Hye-su and Hae-won exchanged a look of realization. Of course, he would have access to something like that—Jin-ho, Hye-su, and Hae-won were the founders, after all. It made sense that he had such a device in his possession.

"But my careful planning was a disaster the moment I logged in," Jin-ho admitted, his expression turning grim. "I became... well, you know, the mysterious man that caused all that chaos. I wasn't trying to break the system, but that's exactly what I did. I breached the Korean server, and somehow, it affected everything worldwide. The leaderboard went haywire, the stats glitched—it was a mess."

He sighed heavily, guilt etched on his face.

"Straight away, I want to apologize for that. I know NexaCorp Korea took a hit because of the breach, and that's on me. But to be fair, the login itself was fine—the problem was my actions."

Jin-ho leaned forward, his eyes narrowing slightly as he recalled the moment.

"When I logged in, I spawned in the middle of a boss arena. There was this kid—he was about to be killed by the boss. I didn't choose to step in, I just happened to appear there. My artefacts... well, you know how they work. They have their retribution effects, and before I knew it, the boss was dead."

The memory weighed on him, though he seemed more puzzled than anything.

"I didn't even do anything, and the system registered the kill. It flagged me and sent out notifications. That's how the whole mess spread. I became this... anomaly."

Hye-su and Hae-won both nodded. They knew the story. But what Jin-ho didn't know was the identity of the boy he had saved.

"The boy you saved," Hae-won finally said, her voice calm but measured, "was Joon-ho."

Jin-ho's brows furrowed.

"Joon-ho?"

Hye-su nodded, her expression softening.

"Joon-ho was protecting his friend, Soo-jin. That's how it all happened. And in a strange twist of fate, Joon-ho is the same boy who brought us to you now. He's the one who found you."

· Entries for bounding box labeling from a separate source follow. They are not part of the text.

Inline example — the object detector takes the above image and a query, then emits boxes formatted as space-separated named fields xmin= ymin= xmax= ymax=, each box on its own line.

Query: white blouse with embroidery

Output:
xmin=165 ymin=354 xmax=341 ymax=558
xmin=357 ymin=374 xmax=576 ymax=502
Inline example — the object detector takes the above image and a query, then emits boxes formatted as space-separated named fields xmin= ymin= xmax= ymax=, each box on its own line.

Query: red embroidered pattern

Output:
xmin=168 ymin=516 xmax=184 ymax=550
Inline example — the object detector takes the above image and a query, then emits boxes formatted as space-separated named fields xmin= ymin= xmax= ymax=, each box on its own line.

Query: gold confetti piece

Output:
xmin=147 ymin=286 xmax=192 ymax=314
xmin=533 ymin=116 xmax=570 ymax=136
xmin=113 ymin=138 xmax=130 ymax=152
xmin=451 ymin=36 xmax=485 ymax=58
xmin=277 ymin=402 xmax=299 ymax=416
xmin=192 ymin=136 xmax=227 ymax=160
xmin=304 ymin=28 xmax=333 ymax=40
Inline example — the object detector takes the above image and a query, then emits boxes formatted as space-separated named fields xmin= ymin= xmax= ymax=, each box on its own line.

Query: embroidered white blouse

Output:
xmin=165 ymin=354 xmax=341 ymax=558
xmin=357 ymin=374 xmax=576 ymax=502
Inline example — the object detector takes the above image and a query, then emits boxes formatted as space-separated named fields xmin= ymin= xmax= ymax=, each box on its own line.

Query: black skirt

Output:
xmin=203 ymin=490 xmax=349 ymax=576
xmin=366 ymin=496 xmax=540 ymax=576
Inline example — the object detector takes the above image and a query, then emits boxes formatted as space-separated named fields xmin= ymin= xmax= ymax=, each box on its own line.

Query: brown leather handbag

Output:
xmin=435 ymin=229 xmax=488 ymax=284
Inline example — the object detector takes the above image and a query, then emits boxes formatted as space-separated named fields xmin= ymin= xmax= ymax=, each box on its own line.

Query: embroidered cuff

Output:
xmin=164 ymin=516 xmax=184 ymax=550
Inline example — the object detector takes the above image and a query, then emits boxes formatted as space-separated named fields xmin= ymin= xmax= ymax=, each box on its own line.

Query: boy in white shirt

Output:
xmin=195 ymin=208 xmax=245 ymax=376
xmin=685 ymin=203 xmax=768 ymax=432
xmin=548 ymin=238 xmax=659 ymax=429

Jin-ho blinked, clearly taken aback by the revelation.

"Wait... you're telling me the kid I accidentally saved back then is the reason you're both here now?"

Both women nodded, watching as Jin-ho sat back, stunned by the sheer coincidence.

Jin-ho leaned back on the couch, exhaling as if the weight of fate itself had just landed on him.

"So the reason you're both able to track me here... is because I saved some random kid who turned out to be the person who led you to me?" He laughed, a short, incredulous sound. "That's some wild karma right there."

Hae-won grinned, leaning forward with a teasing glint in her eyes.

"Well, fate works in strange ways, Jin-ho. Whether you like it or not, the kid you saved brought you face-to-face with your past. And now here we are. After all the years of failure in finding you."

Jin-ho chuckled, shaking his head in disbelief.

"I really had no idea. Honestly, I was just trying to help—didn't even realize who I was saving."

For a brief moment, the tension in the room eased, the conversation dipping into lighter tones. But then silence fell again, the three of them sitting in that quiet lull, each reflecting on the bizarre series of events that had brought them together. The ticking of the clock on the wall filled the air, marking the time until more inevitable questions would arise.

But for now, they allowed the silence to settle, as if understanding that this was just the beginning of something far bigger than any of them could predict.